Regardless of whether one is a China hawk or a relative dove, this should be seen as a reason for concern. The reason that the Black Sea has been overlooked as a strategic space and the reason that it has experienced so much conflict is one and the same: Its shores mark the largest geographic concentration of shifting major powers. Multipolarity means it is not seen in the same black-and-white manner that the competition for influence in the South China Sea is. But its lessons are already proving significant. Beijing’s hesitancy in supporting Moscow overtly in its wanton invasion of Ukraine gives some reassurance that it is not looking to overthrow the U.S.-led world order at any opportunity. But in the Black Sea, multipolarity is established.

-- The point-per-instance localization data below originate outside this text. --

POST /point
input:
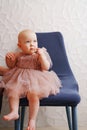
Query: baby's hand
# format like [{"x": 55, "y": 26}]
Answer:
[{"x": 10, "y": 56}]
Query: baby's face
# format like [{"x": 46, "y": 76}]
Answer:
[{"x": 28, "y": 42}]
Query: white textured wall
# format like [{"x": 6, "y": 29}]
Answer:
[{"x": 66, "y": 16}]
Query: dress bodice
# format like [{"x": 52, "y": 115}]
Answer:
[{"x": 28, "y": 62}]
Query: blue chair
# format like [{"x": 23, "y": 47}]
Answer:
[{"x": 69, "y": 96}]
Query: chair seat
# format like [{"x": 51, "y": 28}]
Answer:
[{"x": 68, "y": 95}]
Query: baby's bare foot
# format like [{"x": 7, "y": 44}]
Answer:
[
  {"x": 31, "y": 125},
  {"x": 11, "y": 116}
]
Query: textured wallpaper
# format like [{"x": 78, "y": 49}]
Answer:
[{"x": 67, "y": 16}]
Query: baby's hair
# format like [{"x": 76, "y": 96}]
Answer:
[{"x": 24, "y": 32}]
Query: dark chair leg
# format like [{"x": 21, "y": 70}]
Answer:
[
  {"x": 74, "y": 118},
  {"x": 17, "y": 122},
  {"x": 69, "y": 119},
  {"x": 22, "y": 116}
]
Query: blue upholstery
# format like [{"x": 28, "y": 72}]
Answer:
[{"x": 69, "y": 95}]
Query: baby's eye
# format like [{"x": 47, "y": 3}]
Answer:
[{"x": 27, "y": 41}]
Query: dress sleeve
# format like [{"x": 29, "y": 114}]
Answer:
[{"x": 48, "y": 57}]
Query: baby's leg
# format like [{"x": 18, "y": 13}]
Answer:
[
  {"x": 3, "y": 70},
  {"x": 33, "y": 110},
  {"x": 14, "y": 104}
]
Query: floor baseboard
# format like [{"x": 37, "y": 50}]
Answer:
[{"x": 45, "y": 128}]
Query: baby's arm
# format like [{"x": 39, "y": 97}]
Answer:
[
  {"x": 45, "y": 64},
  {"x": 11, "y": 59},
  {"x": 3, "y": 70}
]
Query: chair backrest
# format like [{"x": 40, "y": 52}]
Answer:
[{"x": 54, "y": 43}]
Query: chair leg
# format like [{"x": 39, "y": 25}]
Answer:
[
  {"x": 74, "y": 118},
  {"x": 69, "y": 117},
  {"x": 17, "y": 123},
  {"x": 22, "y": 116}
]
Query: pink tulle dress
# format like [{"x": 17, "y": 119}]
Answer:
[{"x": 27, "y": 76}]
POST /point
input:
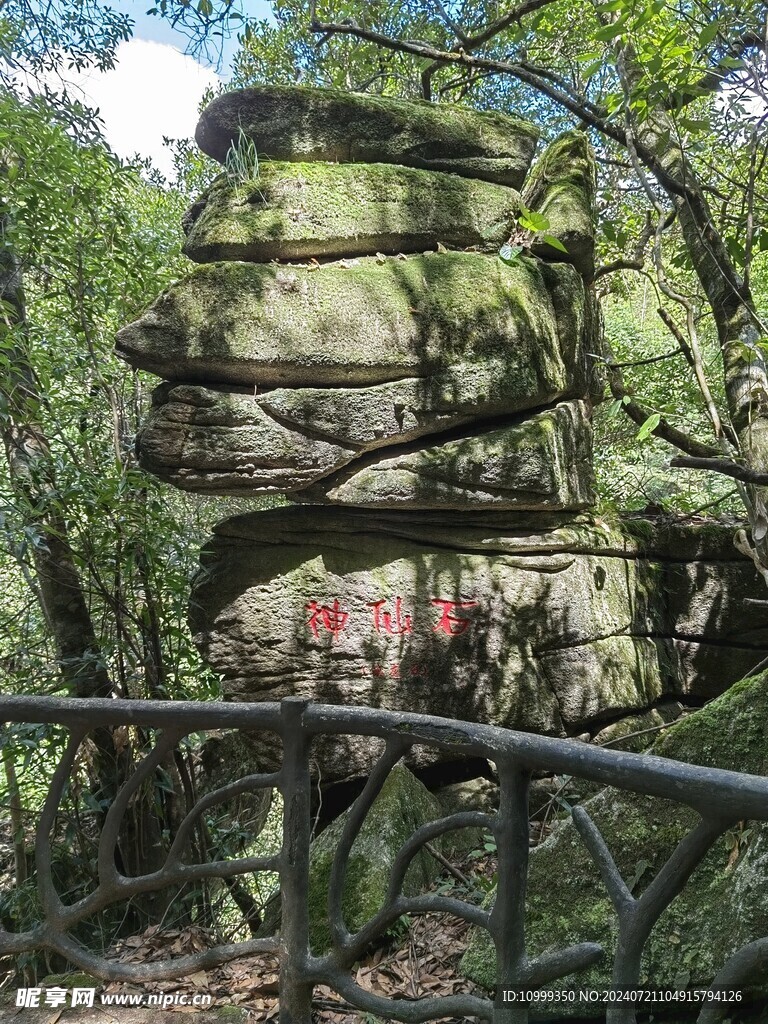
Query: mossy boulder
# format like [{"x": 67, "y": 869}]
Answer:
[
  {"x": 561, "y": 187},
  {"x": 359, "y": 324},
  {"x": 402, "y": 806},
  {"x": 218, "y": 442},
  {"x": 303, "y": 124},
  {"x": 542, "y": 462},
  {"x": 296, "y": 211},
  {"x": 723, "y": 905},
  {"x": 538, "y": 622}
]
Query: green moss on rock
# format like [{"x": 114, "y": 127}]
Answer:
[
  {"x": 304, "y": 124},
  {"x": 561, "y": 187},
  {"x": 723, "y": 905},
  {"x": 358, "y": 324},
  {"x": 401, "y": 807},
  {"x": 543, "y": 462},
  {"x": 296, "y": 211}
]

That the Black Sea marks such a confluence of powers is arguably its key destabilizing factor. With Erdogan believing his country is on the rise and demanding to be recognized for this, and Putin attempting to restore Russian dominance over Ukraine and challenge U.S. hegemony both in the region and outside it, it appears that shifting powers will continue to come together and clash in and around its coast. China’s role raises further questions too, particularly in light of the newfound appreciation for the Black Sea as a trade route given Russia’s and Ukraine’s importance to international agriculture markets.

Though typically not associated with the discussion of trade wars as other maritime routes such as the Straits of Malacca and the Suez Canal often are, even in sheer tonnage alone it is clearly under-considered. Russia’s much-hyped Northern Sea Route reported a record 34.9 million metric tons of cargo in 2021—whereas 898 million gross tons passed through the Black Sea’s Dardanelles gateway in 2021, some 70 percent of Suez’s 1.27 billion metric tons.

Potential trade wars, Turkish influence-peddling, further Kremlin revanchism, and migration are just some of the threats the Black Sea region faces. The unstable balance of power around it risks turning these into further major conflicts. Framing the Black Sea as its own security space highlights the dangers of multipolarity.

Maximilian Hess is a Central Asia fellow at the Foreign Policy Research Institute.